Un QRcode à accrocher autour du coup

Scanner un code QR à l’entrée d’un immeuble n’est pas sans conséquences: à Pékin, l’appli est directement associée à mon numéro d’identité. Et chaque fois que je scanne, je laisse une trace numérique de mon passage. 

En Chine, chaque résidence est surveillée et fait en principe l’objet de contrôles sanitaires (prise de température et parfois formulaire à remplir). Mes déplacements, les plus anodins soient-ils comme le fait de rendre visite à un ami, sont donc connus.

Personne ne me force à avoir une appli de traçage. Mais dans les faits, il est devenu impossible de vivre sans. J’en ai fait l’expérience un jour à l’entrée de l’immeuble qui abrite les bureaux de l’AFP à Pékin. Avec un brin de mauvaise foi à un point de contrôle, j’ai dégainé mon vieux téléphone Nokia 3210, vestige d’une époque où l’internet sans fil et les selfies n’existaient pas.

Décontenancé, le gardien a tenu à vérifier par lui-même qu’il n’était pas possible de scanner un code QR avec un téléphone ne disposant pas d’appareil photo.  Et pendant cinq longues minutes, ce vigile et ses collègues ne sauront que faire de “l’étranger avec son portable trop vieux”.

Mais comment ferait une personne âgée sans smartphone?”, me demandais-je, tout en tentant de garder mon sérieux devant une telle scène. Profitant de la confusion, je suis entré dans l’immeuble. Cinq minutes plus tard, le bureau recevait un appel pour signaler l’incident et m’ordonner de fournir un code santé valide. Au nouvel aéroport international de Pékin un panneau invite désormais les passagers sans portable ni code santé à prendre contact avec une hôtesse d’accueil.

En Chine, les (rares) personnes qui ne disposent pas de téléphone ou les enfants en bas âge se voient remettre un code QR… à accrocher autour du cou.

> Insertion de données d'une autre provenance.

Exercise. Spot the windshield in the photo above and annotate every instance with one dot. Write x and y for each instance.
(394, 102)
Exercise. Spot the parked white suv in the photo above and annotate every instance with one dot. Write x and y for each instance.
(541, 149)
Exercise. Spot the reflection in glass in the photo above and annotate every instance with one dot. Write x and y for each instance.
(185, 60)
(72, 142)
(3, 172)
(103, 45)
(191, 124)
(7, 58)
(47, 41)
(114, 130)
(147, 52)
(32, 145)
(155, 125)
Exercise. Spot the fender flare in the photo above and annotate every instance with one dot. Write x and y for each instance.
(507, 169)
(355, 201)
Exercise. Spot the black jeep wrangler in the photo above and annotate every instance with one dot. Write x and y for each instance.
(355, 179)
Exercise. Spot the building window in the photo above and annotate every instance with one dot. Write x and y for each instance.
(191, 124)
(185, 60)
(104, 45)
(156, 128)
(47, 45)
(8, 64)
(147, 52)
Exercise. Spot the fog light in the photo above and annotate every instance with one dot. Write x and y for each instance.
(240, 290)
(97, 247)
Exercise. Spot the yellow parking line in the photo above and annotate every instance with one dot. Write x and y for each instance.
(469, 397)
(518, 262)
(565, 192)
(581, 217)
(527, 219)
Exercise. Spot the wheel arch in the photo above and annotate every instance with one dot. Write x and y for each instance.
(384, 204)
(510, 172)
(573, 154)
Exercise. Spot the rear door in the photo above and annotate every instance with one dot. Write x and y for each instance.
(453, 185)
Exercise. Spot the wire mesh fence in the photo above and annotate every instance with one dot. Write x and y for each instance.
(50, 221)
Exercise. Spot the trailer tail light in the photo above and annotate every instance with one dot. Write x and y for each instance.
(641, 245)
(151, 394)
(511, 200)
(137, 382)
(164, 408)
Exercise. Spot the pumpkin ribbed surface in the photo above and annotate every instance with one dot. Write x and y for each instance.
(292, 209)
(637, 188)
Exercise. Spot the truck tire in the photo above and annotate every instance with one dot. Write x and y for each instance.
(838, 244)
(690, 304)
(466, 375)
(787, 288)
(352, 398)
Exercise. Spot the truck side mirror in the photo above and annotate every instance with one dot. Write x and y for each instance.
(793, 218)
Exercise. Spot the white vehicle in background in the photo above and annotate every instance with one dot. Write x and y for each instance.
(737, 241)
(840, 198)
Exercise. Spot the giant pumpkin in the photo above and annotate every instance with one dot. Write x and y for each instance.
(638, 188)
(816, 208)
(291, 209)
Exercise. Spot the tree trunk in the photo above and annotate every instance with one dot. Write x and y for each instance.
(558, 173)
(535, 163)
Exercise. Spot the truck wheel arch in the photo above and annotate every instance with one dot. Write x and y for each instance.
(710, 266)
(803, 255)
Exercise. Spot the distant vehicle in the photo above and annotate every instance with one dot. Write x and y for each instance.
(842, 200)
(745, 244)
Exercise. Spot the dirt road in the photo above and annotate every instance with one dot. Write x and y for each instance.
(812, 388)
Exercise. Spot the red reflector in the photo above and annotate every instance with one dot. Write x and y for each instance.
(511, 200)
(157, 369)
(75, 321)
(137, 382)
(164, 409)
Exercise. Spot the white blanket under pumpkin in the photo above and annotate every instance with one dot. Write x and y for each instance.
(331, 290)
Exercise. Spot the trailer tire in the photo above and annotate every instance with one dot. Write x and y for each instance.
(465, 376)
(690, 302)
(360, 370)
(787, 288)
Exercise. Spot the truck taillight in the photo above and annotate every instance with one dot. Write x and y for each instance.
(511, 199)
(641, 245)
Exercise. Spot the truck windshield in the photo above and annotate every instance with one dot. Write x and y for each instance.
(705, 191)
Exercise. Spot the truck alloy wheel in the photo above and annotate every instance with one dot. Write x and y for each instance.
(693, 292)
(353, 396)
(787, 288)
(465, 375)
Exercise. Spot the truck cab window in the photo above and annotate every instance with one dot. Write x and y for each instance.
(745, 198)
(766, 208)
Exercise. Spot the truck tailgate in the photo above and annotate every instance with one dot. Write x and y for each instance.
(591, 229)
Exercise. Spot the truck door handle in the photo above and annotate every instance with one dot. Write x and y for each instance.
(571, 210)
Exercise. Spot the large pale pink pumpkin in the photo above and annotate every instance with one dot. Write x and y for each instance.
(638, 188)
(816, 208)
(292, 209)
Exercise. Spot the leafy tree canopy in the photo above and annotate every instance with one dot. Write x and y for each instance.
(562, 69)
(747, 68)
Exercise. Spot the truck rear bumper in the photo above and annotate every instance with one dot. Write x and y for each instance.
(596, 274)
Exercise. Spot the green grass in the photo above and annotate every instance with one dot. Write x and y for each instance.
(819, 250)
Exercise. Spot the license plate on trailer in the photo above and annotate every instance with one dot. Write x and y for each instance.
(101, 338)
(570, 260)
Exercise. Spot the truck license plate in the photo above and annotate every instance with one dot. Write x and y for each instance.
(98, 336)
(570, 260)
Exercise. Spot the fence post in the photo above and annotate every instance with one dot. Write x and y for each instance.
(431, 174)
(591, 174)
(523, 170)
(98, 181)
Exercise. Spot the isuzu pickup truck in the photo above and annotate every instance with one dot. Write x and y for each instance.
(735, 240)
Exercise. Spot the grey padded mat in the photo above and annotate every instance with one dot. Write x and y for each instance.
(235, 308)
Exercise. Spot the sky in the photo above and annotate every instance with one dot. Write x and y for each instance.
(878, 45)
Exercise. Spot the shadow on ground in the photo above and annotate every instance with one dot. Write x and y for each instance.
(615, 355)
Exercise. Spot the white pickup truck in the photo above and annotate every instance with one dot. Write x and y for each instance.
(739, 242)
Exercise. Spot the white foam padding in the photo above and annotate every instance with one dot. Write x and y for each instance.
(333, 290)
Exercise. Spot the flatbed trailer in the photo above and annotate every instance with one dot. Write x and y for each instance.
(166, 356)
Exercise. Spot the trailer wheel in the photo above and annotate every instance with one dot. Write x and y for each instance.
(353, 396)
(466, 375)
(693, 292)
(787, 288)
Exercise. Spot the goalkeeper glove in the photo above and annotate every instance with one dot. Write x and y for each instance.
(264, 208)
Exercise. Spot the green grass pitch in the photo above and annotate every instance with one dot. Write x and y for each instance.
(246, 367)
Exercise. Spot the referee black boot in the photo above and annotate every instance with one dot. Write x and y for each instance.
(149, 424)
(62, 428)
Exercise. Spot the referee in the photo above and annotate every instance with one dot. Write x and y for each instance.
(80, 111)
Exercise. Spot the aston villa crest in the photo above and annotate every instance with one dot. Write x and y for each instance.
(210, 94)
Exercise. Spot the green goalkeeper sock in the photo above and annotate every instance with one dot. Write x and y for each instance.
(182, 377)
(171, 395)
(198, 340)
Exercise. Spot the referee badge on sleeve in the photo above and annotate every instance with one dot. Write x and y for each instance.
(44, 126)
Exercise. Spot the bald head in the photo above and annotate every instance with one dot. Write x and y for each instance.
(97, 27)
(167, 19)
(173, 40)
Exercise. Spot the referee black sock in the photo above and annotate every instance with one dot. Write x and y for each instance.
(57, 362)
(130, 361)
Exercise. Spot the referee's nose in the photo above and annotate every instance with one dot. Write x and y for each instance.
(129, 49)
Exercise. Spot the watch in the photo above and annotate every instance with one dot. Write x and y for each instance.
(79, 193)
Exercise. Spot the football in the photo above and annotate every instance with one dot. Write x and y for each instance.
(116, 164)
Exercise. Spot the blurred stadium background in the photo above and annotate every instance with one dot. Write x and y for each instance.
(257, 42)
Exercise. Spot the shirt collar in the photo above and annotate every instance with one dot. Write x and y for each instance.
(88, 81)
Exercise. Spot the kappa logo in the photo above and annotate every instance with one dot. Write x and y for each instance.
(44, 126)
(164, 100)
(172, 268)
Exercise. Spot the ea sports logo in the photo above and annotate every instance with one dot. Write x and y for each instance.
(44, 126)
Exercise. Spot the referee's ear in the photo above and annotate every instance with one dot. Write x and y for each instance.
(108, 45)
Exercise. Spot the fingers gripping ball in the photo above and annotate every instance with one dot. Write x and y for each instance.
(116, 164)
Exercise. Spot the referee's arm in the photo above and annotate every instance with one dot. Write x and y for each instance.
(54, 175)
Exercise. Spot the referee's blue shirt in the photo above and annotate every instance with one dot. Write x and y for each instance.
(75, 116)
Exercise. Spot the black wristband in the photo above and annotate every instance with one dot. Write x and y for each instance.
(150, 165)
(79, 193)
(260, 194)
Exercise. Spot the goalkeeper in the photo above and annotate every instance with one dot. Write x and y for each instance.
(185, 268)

Il contient toutes les informations sur leur identité ainsi que leur adresse.

Voyager devient un vrai calvaire

Avant d’embarquer sur un vol intérieur, les compagnies aériennes exigent un code santé spécifique. Lors d’un transit, il faut parfois en présenter un autre et à l’arrivée un troisième code est demandé. A chaque fois, il faut remplir sur son téléphone un formulaire électronique. 

Après l’apparition d’un foyer à Pékin l’été dernier, je suis immédiatement devenu un suspect à 1.800 km de là dans le sud-ouest de la Chine. Pour éviter une quarantaine forcée, j’ai dû rentrer en catastrophe à Pékin et renoncer à mes vacances.

Pour quitter Pékin, il fallait présenter un test PCR négatif. Et deux autres étaient exigés au retour dans la capitale… avec le risque de devoir en plus effectuer une quarantaine obligatoire à la maison.

Voyager en Chine est désormais un “casse-tête administratif”, peste un expatrié. Un clic sur mon code santé et les autorités peuvent déterminer avec une relative précision les endroits que j’ai fréquentés au cours des 14 derniers jours.
Comme tout bon Français il m’arrive de pester intérieurement contre un énième contrôle de code santé “qui entrave ma liberté”.

Mais la plupart des Chinois se prêtent volontiers au jeu du traçage. Pendant la fête du Nouvel an lunaire, j’étais surpris de voir que tous sans exception scannaient un code à l’entrée d’un centre commercial de Pékin, alors qu’il n’y avait aucun vigile pour leur imposer de le faire. 

Conformer la population grâce à la surveillance généralisée

Les applis de traçage sont “le prix à payer pour retrouver une liberté” face au virus et un semblant de vie normale, estime l’un de mes amis chinois. Et c’est aussi “un geste simple pour se protéger”, m’explique-t-il.

Sous couvert de lutte contre le virus, les applis de traçage couplées au tentaculaire réseau de caméras du pays peuvent devenir pour le pouvoir un redoutable outil de surveillance.  

Au printemps dernier, la presse avait rapporté le cas d’un homme en fuite depuis 24 ans et qui avait fini par se rendre aux autorités : sans smartphone ni appli de traçage, il lui était devenu impossible de se déplacer, d’entrer dans un magasin ou d’être embauché sur des chantiers.

Elles peuvent aussi s’avérer un instrument de discrimination. A Wuhan, un temps épicentre de l’épidémie et aujourd’hui ville qualifiée de “plus sûre du monde” par ses habitants, je n’ai pu entrer en discothèque. Pas à cause de ma tenue ou de mon âge. Mais de mon code santé: il indiquait pour origine Pékin où – à plus de 1.000 km – un foyer de contagion venait d’être signalé.